An ALJ's finding of fact cannot be entirely conclusory in nature, as doing so fails to provide the parties with an adequate basis for requesting review of the ALJ's decision. Shields v. Pittsburgh and Midway Coal Mining Company, 634 S.W.2d 440 (Ky. App. 1982). Furthermore, Branham has the burden of proving due and timely notice. Special Fund v. Francis, 708 S.W.2d 641 (Ky. 1986). Branham failed to meet this burden admitting that he never notified LFUCG of the alleged back injury nor explained why he did not report his low back pain when he first experienced it in July of 2016 or when Drs. Owen and Burke advised him that it was related to his knee injury.
The ALJ cited no authority for the proposition that a gradual onset of an injury excuses the employee entirely from providing any notice altogether even after the employee becomes aware of the condition and that the condition is work-related. Further, the ALJ made no findings that low back pain reasonably flows from a knee injury.
The Board erred by usurping the authority of the ALJ finding that Branham provided due and timely notice as a matter of law. By statute, the Board "shall not substitute its judgment for that of the administrative law judge as to the weight of evidence on questions of fact." KRS 342.285; Shields v. Pittsburgh & Midway Coal Mining Co.,634 S.W.2d 440, 441 (Ky. App. 1982).

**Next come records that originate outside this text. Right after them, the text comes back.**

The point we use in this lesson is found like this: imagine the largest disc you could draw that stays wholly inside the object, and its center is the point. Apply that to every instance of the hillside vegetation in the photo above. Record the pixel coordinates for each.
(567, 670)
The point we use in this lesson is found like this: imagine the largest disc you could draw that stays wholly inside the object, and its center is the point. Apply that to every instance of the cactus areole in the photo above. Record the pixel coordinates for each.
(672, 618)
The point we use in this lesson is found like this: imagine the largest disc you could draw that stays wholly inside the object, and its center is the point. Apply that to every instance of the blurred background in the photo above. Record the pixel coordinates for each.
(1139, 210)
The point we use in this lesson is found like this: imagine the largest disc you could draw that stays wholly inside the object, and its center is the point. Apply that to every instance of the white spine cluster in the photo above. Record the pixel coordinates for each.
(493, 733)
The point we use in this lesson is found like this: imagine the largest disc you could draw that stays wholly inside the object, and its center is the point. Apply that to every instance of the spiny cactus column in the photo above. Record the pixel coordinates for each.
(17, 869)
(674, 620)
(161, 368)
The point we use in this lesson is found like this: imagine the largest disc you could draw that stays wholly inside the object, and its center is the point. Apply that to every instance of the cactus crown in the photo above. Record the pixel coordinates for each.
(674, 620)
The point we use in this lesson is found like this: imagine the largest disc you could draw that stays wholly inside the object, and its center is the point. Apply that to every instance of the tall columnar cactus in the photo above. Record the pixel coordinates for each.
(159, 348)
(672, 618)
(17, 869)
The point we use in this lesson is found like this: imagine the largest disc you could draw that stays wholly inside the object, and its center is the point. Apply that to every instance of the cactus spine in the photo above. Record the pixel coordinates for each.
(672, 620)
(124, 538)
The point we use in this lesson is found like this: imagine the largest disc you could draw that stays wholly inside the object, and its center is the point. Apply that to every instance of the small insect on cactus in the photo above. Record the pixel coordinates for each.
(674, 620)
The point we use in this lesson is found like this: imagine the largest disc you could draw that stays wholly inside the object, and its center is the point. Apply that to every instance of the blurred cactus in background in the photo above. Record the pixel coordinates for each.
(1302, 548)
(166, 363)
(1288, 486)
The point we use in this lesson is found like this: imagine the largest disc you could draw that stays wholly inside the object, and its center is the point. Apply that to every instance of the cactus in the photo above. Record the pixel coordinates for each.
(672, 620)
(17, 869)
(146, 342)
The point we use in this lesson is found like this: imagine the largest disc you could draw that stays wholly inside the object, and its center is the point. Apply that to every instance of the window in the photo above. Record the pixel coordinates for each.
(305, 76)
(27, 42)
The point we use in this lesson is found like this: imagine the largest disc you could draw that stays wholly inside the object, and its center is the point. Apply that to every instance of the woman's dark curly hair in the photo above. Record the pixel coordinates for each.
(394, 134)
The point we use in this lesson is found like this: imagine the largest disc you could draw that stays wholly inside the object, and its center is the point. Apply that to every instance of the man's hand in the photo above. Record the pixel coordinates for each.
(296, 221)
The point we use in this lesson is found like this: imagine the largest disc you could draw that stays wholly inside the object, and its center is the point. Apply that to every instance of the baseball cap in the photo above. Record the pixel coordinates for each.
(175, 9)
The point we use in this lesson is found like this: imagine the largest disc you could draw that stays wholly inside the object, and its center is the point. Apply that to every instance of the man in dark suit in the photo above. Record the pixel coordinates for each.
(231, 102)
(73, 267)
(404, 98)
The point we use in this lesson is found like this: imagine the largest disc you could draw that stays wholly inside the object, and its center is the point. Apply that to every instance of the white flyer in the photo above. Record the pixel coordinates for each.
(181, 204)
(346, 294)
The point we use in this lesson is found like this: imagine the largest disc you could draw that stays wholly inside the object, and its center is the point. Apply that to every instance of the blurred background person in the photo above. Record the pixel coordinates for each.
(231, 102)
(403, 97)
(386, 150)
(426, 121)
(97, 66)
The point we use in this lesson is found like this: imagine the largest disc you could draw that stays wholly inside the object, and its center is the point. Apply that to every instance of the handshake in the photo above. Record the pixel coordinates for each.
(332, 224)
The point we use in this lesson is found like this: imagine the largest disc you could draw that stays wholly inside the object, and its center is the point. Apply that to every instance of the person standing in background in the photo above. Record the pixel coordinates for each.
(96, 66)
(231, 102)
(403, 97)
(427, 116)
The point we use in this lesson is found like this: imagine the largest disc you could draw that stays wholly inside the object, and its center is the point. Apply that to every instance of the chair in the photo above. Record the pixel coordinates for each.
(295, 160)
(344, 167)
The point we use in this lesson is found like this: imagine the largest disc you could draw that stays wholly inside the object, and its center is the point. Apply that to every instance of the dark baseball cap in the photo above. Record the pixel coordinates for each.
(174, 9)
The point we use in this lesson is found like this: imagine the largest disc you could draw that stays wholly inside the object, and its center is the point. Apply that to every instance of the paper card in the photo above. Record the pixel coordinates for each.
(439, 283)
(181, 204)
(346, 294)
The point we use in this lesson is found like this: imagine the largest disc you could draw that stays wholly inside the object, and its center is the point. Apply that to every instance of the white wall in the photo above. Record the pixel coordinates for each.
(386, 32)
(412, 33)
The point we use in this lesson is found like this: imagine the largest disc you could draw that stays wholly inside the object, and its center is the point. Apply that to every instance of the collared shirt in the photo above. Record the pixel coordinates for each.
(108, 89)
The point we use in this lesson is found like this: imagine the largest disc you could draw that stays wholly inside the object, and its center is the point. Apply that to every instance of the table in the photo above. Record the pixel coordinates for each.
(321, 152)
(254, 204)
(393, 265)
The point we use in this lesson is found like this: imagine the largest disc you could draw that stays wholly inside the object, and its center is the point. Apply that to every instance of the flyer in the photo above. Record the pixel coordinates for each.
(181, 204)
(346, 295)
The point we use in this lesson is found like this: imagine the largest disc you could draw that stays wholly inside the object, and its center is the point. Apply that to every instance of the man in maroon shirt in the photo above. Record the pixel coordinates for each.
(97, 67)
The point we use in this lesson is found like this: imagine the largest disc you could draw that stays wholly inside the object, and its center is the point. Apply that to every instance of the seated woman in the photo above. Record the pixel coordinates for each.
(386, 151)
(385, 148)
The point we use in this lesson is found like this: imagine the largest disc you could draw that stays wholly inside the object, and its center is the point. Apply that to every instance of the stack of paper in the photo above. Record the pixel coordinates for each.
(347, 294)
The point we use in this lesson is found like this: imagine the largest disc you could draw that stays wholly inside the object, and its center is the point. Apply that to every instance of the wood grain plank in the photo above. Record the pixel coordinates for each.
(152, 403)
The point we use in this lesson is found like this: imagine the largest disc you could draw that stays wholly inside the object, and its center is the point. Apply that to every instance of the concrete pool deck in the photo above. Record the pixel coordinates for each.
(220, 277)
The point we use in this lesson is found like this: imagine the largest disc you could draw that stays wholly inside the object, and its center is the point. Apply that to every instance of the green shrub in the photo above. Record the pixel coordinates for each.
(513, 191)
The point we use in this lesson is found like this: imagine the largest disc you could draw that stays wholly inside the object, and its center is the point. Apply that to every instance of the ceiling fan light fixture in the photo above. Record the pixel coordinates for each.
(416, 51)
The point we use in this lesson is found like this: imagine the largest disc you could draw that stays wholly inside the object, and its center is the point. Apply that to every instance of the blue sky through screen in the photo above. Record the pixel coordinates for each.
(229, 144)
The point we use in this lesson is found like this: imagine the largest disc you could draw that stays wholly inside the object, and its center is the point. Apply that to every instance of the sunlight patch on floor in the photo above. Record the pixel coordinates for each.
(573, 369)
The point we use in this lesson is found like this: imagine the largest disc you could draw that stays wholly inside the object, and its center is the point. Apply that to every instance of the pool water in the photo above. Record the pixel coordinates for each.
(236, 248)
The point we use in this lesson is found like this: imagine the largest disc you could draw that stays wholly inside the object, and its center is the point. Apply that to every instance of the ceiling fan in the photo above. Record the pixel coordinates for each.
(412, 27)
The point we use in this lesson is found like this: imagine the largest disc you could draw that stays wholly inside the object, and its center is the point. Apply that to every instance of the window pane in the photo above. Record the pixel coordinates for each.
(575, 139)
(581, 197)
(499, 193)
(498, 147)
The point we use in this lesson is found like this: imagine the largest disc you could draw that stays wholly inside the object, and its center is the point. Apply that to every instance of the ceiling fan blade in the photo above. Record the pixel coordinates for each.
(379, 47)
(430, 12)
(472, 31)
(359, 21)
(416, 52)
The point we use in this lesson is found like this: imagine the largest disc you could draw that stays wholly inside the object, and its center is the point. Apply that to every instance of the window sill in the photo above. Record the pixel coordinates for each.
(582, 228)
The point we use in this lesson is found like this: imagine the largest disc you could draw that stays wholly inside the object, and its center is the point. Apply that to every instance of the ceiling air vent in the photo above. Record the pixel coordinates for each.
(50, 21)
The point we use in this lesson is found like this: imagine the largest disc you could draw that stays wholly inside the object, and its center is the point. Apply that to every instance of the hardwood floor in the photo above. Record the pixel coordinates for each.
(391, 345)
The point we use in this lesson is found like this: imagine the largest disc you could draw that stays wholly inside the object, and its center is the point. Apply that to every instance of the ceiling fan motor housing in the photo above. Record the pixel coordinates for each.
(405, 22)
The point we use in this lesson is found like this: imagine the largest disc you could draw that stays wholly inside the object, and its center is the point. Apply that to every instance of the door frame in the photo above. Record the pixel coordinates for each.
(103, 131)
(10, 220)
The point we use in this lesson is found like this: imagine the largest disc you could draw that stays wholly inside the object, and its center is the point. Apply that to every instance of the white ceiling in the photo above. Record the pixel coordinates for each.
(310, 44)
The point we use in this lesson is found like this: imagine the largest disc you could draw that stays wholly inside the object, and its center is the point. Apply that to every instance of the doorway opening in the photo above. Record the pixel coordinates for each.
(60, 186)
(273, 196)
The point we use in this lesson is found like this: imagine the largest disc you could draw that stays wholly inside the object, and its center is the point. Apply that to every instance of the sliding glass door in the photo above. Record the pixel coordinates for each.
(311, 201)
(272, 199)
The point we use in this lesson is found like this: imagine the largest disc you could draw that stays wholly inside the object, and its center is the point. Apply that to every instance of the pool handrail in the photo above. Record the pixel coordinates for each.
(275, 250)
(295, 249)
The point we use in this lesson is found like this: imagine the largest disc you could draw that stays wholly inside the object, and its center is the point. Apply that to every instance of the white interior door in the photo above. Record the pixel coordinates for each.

The Board impermissibly weighed the evidence regarding whether Branham provided due and timely notice to LFUCG. The Board impermissibly found that although the ALJ's analysis of notice was "limited and somewhat flawed," due and timely notice was provided as a matter of law. The Board relies on case law holding that "notice given to an employer by an employee of a work-related physical injury carries with it notice of all conditions which may be reasonably anticipated to result from the injury." Dawkins Lumber Co. v. Hale, 221 Ky. 755, 299 S.W. 991 (1927). Whether a low back injury "may be reasonably anticipated to result" from a left knee injury under the circumstances in this case is a question within the province of the ALJ, not within the province of the Board. The ALJ failed to make such a finding or draw any reasonable inferences from the medical evidence to reach such a conclusion.
Branham waited over seven months after being diagnosed with his low back condition before amending his application and never provided any notice to LFUCG. The ALJ made no finding whether Branham's delay in amending his claim was reasonable and whether it was "as soon as practicable" once he was diagnosed with a low back injury.
CONCLUSION
Based on the foregoing analysis, we reverse the decision of the Workers' Compensation Board as to due and timely notice of Branham's low back injury with directions that the claim be remanded by the Board to the ALJ for additional findings consistent with this opinion.